Las enfermedades surgen en un contexto general de las vidas de los seres humanos. No surgen “ex nihilo”. “La salud y la enfermedad no son estados aleatorios de un cuerpo o de una parte de este, sino que son expresiones de toda una vida vivida y que no se puede entender de forma aislada: viene influida por – o mejor, surge de- un entramado de circunstancias, relaciones, sucesos y experiencias” (Maté, 20223).

Ya el filósofo humanista y psicoanalista Erich Fromm en su obra Psicoanálisis de la sociedad contemporánea decía que para estudiar la salud mental del ser humano actual, había que estudiar las influencias que los modos de producción y de organización social y política tienen sobre la naturaleza humana. Este autor diferenciaba entre el carácter individual y el social; este último es definido como una estructura de carácter compartida por una mayoría de individuos cuya función sería la de moldear y canalizar la energía humana con el fin de que la sociedad funcione. La génesis de este carácter está en la interacción de factores sociológicos e ideológicos. Este autor afirma que la estructura socioeconómica de la sociedad moldea el carácter del ser humano y considera que las condiciones socioeconómicas de la sociedad industrial moderna son causa de perturbaciones de su salud mental. Si en algo condiciona este sistema es en la enajenación del ser humano, peaje a pagar que compromete su salud tanto mental como física. Se trata de un modo de experiencia en la que la persona se vive (vivencia) a sí misma como extraña. El sujeto no es dueño de sí mismo y vive separado, alienado, de sus actos, de su cuerpo y de su entorno. La separación entre la mente y el cuerpo no es sino una representación más de dicha enajenación. Pero la realidad es que todas las enfermedades “si no son psicosomáticas de entrada, tienen un indiscutible componente psicosomático” (Maté, 2023). Y es que la biología humana es una biología interpersonal. Llevamos ya años escuchando sobre el enfoque biopsicosocial pero no está en absoluto integrado. De hecho, Daniel Siegel un prolífico psiquiatra estadounidense introdujo el concepto de neurobiología interpersonal. La ciencia ha dejado sobradamente demostrado un modelo integral del ser humano en donde los aspectos relacional, emocional, social, político y económico pueden, y de hecho lo hacen, alterar toda la genética humana. Los genes, sin quitarles su importancia “no pueden dictar siquiera los comportamientos más sencillos y, mucho menos, ser responsables de la mayoría de enfermedades” (Maté, 2023). Los genes responden a su entorno y no pueden funcionar fuera de ningún ambiente. Todas estas investigaciones demuestran que las circunstancias configuran la forma en que los genes se ajustan al entorno.

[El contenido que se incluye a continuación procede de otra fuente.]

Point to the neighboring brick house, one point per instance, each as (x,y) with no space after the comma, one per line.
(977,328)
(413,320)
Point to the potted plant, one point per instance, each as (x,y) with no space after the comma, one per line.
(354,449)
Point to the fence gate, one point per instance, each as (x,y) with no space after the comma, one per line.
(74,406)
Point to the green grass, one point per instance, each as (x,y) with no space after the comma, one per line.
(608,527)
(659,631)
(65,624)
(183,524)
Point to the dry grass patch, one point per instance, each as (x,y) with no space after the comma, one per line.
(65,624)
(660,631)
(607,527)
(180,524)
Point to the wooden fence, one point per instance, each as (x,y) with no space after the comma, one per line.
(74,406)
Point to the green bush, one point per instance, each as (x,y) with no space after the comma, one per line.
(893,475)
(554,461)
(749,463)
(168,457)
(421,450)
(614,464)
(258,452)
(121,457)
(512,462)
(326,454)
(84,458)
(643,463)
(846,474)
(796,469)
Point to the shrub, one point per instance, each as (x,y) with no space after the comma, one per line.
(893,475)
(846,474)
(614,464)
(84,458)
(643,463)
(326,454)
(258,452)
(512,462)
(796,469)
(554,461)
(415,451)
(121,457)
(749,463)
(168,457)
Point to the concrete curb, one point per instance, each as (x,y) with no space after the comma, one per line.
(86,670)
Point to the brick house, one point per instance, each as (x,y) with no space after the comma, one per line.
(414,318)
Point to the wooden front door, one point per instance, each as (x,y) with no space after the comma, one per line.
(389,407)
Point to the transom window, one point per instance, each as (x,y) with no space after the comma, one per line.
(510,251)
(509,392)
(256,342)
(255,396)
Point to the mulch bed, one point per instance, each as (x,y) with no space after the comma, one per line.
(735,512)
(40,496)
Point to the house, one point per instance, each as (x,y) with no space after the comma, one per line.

La conclusión que se deduce de tantas investigaciones innovadoras es que hasta que no haya cambios estructurales sustanciales en nuestras sociedades, el ser humano seguirá enfermando, la salud será cada vez más precaria. El propio sistema perpetúa condiciones de vida tóxicas que modifican y alteran nuestro genoma, agravando así la salud y potenciando la enfermedad. Vivimos en una sociedad en la que hemos normalizado la toxicidad, haciendo de esta nuestra forma de vida.